Seminar: Smoke & Mirrors: Neural Scene Representations for Robotics, 29th June, 1pm
When: Thursday 29th of June, 1pm AEST
Where: This seminar will be partially presented at the Rose Street Seminar area (J04) and partially online via Zoom. RSVP
Speaker: Jack Naylor
Title: Smoke & Mirrors: Neural Scene Representations for Robotics
Abstract:
Accurate representation of a robot’s surroundings is critical to understanding dangers and performing given tasks safely and reliably. Complex appearances due to reflection and transparency are significant challenges to traditional perception suites, particularly in urban, polar and near water environments. These hinder feature-based visual perception pipelines and provide spurious depth measurements from modalities such as LiDAR, reducing the accuracy of scene representation. Neural radiance fields (NeRFs) are a representation which can perform realistic novel view synthesis owing to a view-dependent appearance, thereby allowing these visual phenomena to be represented. Whilst NeRF has strong visual fidelity, a robotic map representation needs accurate geometry to perform downstream tasks, like localisation, accurately. This talk will introduce key concepts in neural scene representations in the context of robotics and introduce novel regularisation techniques to produce geometrically accurate NeRFs as a key step towards localising and mapping in neural worlds.
Bio:
Jack Naylor is a second year PhD candidate in the Robotic Imaging group supervised by Dr. Donald Dansereau, with the Australian Centre for Robotics at the University of Sydney, Australia.
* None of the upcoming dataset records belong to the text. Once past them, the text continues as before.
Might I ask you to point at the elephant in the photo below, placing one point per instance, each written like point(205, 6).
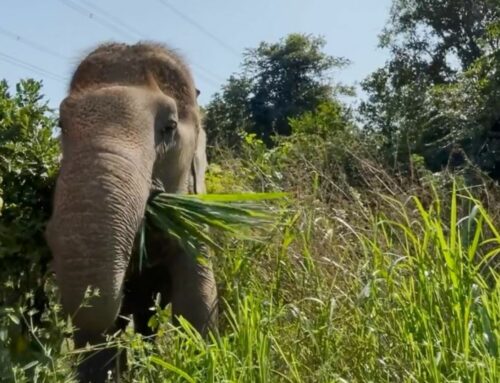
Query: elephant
point(130, 126)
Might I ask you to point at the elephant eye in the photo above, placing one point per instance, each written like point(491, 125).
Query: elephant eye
point(171, 125)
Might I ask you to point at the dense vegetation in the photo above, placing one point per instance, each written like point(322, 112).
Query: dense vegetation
point(384, 263)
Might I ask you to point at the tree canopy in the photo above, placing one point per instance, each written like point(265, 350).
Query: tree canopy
point(279, 81)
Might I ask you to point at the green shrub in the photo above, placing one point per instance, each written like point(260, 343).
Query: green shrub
point(28, 163)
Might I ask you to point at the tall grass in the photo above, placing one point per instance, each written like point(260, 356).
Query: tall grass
point(411, 298)
point(405, 291)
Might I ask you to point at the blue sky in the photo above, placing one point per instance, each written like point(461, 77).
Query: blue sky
point(53, 35)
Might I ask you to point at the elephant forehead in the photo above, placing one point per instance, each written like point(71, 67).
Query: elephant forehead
point(121, 64)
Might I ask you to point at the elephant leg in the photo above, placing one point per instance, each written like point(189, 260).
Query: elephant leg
point(193, 291)
point(141, 293)
point(96, 364)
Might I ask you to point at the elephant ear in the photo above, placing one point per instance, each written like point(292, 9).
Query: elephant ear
point(199, 165)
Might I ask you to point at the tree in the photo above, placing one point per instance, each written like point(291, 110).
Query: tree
point(279, 81)
point(432, 44)
point(28, 164)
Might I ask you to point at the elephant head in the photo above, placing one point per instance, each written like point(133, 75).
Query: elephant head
point(129, 124)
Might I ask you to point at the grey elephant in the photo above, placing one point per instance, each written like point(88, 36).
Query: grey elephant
point(130, 125)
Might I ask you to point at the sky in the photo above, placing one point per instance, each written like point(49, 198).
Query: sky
point(46, 39)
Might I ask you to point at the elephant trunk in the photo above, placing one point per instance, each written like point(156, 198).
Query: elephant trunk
point(99, 203)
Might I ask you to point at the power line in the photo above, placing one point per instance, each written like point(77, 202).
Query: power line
point(93, 10)
point(31, 67)
point(100, 20)
point(32, 44)
point(142, 35)
point(201, 28)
He received his Bachelor of Engineering (Mechanical) (Hons. I) and Bachelor of Science (Advanced) degrees from the University of Sydney in 2022 where he majored in Space Engineering and Physics. His research seeks to adapt neural representations of light, in the form of neural radiance fields (NeRFs), as a new robotic map representation to enable understanding of complex visual phenomena in unstructured environments. His research interests include robotic perception, computational imaging, remote sensing and neural implicit representations, with particular application to the space domain.